Last Updated on May 27, 2019 by Kevin Douglass

Sometimes during the lifetime of a company significant shifts in priorities and resource allocation are made. I believe the ability to recognize the need for such changes and the wherewithal to carry them out is crucial for a business to succeed. However, willingness to change is not enough on its own. What matters is that the new strategy fits the circumstances and is executed effectively. In this article, I m going to explore if that appears to be the case with Dynavax Technologies Corporation (Nasdaq: DVAX), and my perspective on DVAX as an investment.

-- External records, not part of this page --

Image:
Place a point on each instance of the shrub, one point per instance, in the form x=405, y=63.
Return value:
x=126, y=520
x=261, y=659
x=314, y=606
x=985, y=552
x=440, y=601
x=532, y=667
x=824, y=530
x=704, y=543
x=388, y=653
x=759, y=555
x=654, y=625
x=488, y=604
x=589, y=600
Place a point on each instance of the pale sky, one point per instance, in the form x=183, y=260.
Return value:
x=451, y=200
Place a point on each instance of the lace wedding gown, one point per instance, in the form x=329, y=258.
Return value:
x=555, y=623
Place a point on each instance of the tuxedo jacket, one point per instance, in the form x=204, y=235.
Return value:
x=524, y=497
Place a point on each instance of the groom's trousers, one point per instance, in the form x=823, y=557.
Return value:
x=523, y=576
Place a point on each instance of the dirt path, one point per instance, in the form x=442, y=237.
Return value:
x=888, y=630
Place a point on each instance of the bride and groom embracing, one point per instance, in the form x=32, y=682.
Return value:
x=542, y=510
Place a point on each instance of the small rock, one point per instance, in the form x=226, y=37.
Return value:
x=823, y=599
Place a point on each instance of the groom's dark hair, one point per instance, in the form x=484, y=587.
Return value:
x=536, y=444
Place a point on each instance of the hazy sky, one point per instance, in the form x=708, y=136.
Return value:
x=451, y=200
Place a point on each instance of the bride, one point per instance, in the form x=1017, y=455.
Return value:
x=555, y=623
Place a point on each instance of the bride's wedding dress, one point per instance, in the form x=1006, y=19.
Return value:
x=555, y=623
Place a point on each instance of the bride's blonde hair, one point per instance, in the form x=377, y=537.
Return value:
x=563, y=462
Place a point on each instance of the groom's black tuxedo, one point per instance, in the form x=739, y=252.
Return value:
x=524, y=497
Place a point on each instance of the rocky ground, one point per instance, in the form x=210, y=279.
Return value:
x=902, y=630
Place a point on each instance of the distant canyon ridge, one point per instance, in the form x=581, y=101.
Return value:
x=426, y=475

DVAX announced Thursday May 24th, 2019 AH (after hours) a strategic restructuring of the company to focus on its vaccine business. Additionally, Dynavax CEO and director Eddie Gray informed investors he would be retiring. As a result, DVAX will explore “strategic alternatives” for its immuno-oncology (I-O) clinical assets (SD101 and DV281). The market reacted to the news with mixed sentiments. Some welcomed the change and were happy to see Mr. Gray leaving in hopes he’d be replaced by someone keener on partnerships or acquisition. Others were more pessimistic projecting a long and slow road back to the double digit share price DVAX enjoyed not long ago. Immediately, DVAX’s share price dropped 8% AH Thursday and preceded to fall 9% to $5.78 by Friday’s close.

In moving away from its I-O platforms DVAX plans to concentrate money and manpower on growing the commercial reach of its Hepatitis B vaccine, HEPLISAV-B®. Approximately 37% of the workforce will be eliminated; the majority of whom hold R&D and administrative positions supporting I-O product development.

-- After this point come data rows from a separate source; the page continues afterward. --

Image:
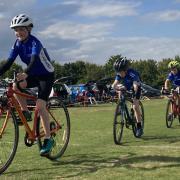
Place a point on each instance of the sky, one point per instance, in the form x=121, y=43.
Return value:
x=94, y=30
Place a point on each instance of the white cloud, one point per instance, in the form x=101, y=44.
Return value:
x=98, y=50
x=71, y=30
x=109, y=9
x=168, y=15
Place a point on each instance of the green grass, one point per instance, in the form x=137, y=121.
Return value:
x=92, y=154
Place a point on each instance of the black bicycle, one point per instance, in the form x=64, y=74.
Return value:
x=125, y=115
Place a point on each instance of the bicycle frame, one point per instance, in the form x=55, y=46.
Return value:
x=12, y=102
x=175, y=107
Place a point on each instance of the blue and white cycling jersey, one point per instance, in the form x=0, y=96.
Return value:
x=175, y=79
x=33, y=46
x=130, y=77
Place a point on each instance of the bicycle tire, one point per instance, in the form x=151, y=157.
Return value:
x=8, y=140
x=134, y=122
x=118, y=124
x=61, y=137
x=169, y=114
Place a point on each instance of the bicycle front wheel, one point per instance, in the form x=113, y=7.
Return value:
x=118, y=124
x=169, y=113
x=9, y=136
x=134, y=123
x=59, y=126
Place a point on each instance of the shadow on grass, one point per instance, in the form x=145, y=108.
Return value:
x=84, y=164
x=169, y=139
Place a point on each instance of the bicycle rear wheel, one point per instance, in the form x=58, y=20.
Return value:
x=60, y=125
x=134, y=121
x=9, y=137
x=118, y=124
x=169, y=113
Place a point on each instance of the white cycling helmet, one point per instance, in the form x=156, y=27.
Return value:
x=21, y=20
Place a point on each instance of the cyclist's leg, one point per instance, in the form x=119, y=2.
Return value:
x=20, y=99
x=136, y=107
x=44, y=90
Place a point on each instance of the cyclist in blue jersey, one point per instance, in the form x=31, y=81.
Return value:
x=130, y=80
x=39, y=72
x=173, y=78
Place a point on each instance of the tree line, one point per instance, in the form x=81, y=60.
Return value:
x=152, y=72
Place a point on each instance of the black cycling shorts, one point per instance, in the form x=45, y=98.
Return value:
x=137, y=94
x=44, y=84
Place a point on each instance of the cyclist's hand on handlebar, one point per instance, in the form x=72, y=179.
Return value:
x=120, y=87
x=165, y=91
x=21, y=76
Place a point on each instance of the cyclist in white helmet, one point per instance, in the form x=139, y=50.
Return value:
x=39, y=72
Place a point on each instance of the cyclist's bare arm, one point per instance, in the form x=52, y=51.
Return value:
x=166, y=84
x=117, y=86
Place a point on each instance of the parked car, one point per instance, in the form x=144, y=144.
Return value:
x=149, y=91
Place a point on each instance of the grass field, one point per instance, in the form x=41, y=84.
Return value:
x=92, y=154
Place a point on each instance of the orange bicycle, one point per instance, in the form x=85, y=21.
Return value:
x=172, y=108
x=9, y=129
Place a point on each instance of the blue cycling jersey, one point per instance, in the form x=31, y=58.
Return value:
x=25, y=50
x=175, y=79
x=130, y=77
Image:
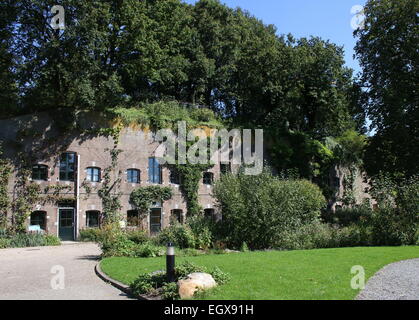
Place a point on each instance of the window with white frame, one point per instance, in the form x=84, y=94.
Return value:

Restructuring costs associated with severance and retirement compensation, not including stock-based compensation, are around $5.5 million. Soon to be ex-CEO (effective August 1st) Eddie Gray is getting an ample retirement package in excess of $2 million. To fill his shoes the board tapped David Novack (Senior VP, operations) and Ryan Spencer (Senior VP, commercial) to serve as co-presidents until a new CEO is hired (DVAX is considering internal and external candidates).

About Dynavax

Dynavax Technologies (DVAX) is a commercial stage biotechnology company located in Berkeley California. Their proprietary technologies target toll-like-receptors (TLRs) to stimulate parts of the innate immune system thereby enhancing the adaptive immune response. The company has high institutional ownership at 85%. In contrast, insider ownership is low at 1.19%. The top three stakeholders Blackrock, Federated Investors, and State Street Corporation hold 6.51%, 5.8%, and 5.7% of the float, respectfully. Notably, DVAX has a relatively low dilution rate of only 3.3% YOY (year over year) with 65,066,944 shares outstanding. I feel investors should be aware that in 2014 DVAX underwent a 1-for-10 reverse stock split (RS). After the RS shares outstanding was 29 million meaning the share price has been diluted by ~7 million shares a year since then.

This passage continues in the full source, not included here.